Another possibility, according to Gomez, is that the government is still in the process of implementing plans drawn up for the post-Castro period, and is hiding the severity of Fidel's health problems to buy themselves more time.
"The silence can also be interpreted as making sure that the security apparatus is put in place, so if and when Fidel becomes gravely ill, leading to his death, they can prevent any kind of protest [unrest] throughout the island," he added.
For many Cuban exiles in Florida and elsewhere, every passing day without evidence of Mr. Castro's condition adds to their growing belief that, dead or alive, his days as "maximum leader" are over.

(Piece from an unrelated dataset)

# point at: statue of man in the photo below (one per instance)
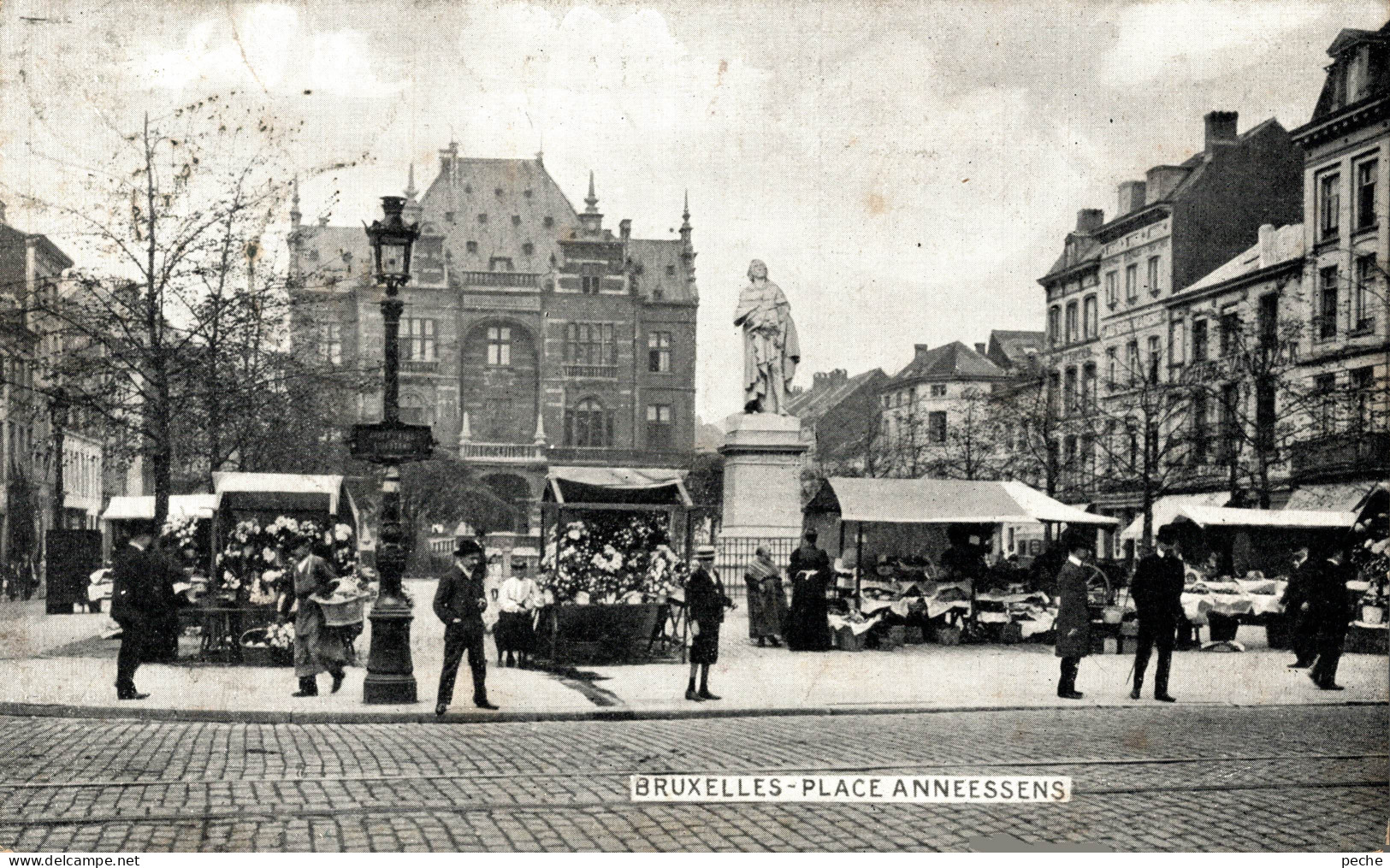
(771, 347)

At Miami's leading Cuban-American radio station, Radio Mambi, the consensus opinion of commentators, analysts and callers alike is that Fidel Castro is finished as a leader, and that the rule of Raul Castro, 75, who has also not been seen in public, will be brief. Many argue that, were Fidel Castro well enough to pose for a picture, such a photo would have been distributed by now.

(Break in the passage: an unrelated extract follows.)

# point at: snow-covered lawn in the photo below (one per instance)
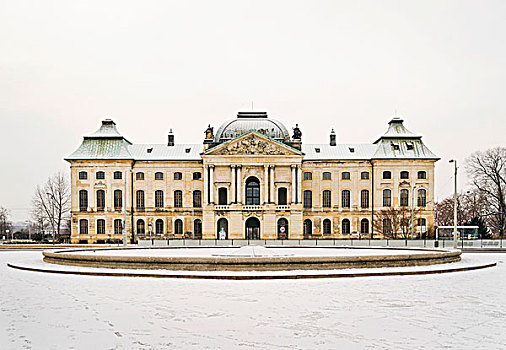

But a former head of the U.S. Interests Section in Havana, Wayne Smith, cautions against reading too much into the habits of Cuban officials when it comes to divulging anything about Fidel Castro.
"I would not read too much into it because their system is quite different," he said. "They do not have a free press; the media is controlled. [Ricardo] Alarcon, the President of the [Cuban] National Assembly, and a number of other public figures have said that he [Fidel] is doing well, he is recuperating. And I think from their point of view, given the kind of system they have, they feel that is enough."
Smith notes that Cubans on the island have reacted with calm to news of their leaders ailing health, and that in the absence of unrest there is little pressure on officials to be more forthcoming about Mr. Castro's status.
Nevertheless, with Fidel's long-anticipated 80th birthday just days away, Smith says, if officials on the island were inclined to release a photo of Mr. Castro, his birthday would be a perfect opportunity.
Cuba has postponed official celebrations of Fidel's birthday until early December.